Apologies if this comes across as critical. I’ve only recently started using Baserow, and I’ve been very impressed with it so far. It’s a great tool, and I’m very happy it exists.
However, I recently skimmed the documentation and sample plugins with the idea of making a custom plugin to add a formula function to my baserow install, and I’m left feeling like this process is far more complicated than it should be.
Say I want to create a new formula function like this:
tocaps("my string") >> "MY STRING"
I would expect that such a plugin could potentially be as simple as the following two files:
# plugin.ts
export default {
name: "My Plugin",
functions: "./functions.ts"
}
# functions.ts
export function tocaps(input: string): string {
return input.toUpperCase();
}
(I only used TypeScript in my example since that’s the language I’m most comfortable in. I don’t actually care what language plugins are written in.)
However, from my limited understanding of how Baserow custom plugins are expected to be built, such a plugin would require many more directories, files, and configurations to achieve the same basic result.
Am I correct in saying this? I’m really hoping I’m wrong here.

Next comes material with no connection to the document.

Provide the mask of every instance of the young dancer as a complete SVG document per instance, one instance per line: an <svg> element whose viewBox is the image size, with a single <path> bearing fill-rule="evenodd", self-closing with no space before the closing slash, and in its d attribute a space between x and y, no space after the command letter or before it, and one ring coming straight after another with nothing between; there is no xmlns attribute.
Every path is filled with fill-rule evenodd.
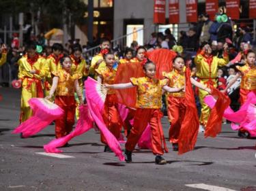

Anyway, my strong preference for a Baserow plugin architecture would that it be as thin and unopinionated as possible. Provide some basic entrypoints for the plugin developer to hook into, and then let the developer decide how complicated or simple they want to make their plugin architecture based on the problem they’re trying to solve. I think taking this approach would both make it far easier for people new to Baserow to learn how to build plugins, and simultaneously make it much easier to build a wide variety of powerful plugins without wrestling with Baserow’s assumptions.
Again, I’m currently very impressed with Baserow, but ran into this today and wanted to share my thoughts in the hopes that I’m wrong about how simple a plugin can be, or that my perspective might have some influence on the future direction the team takes with plugin support.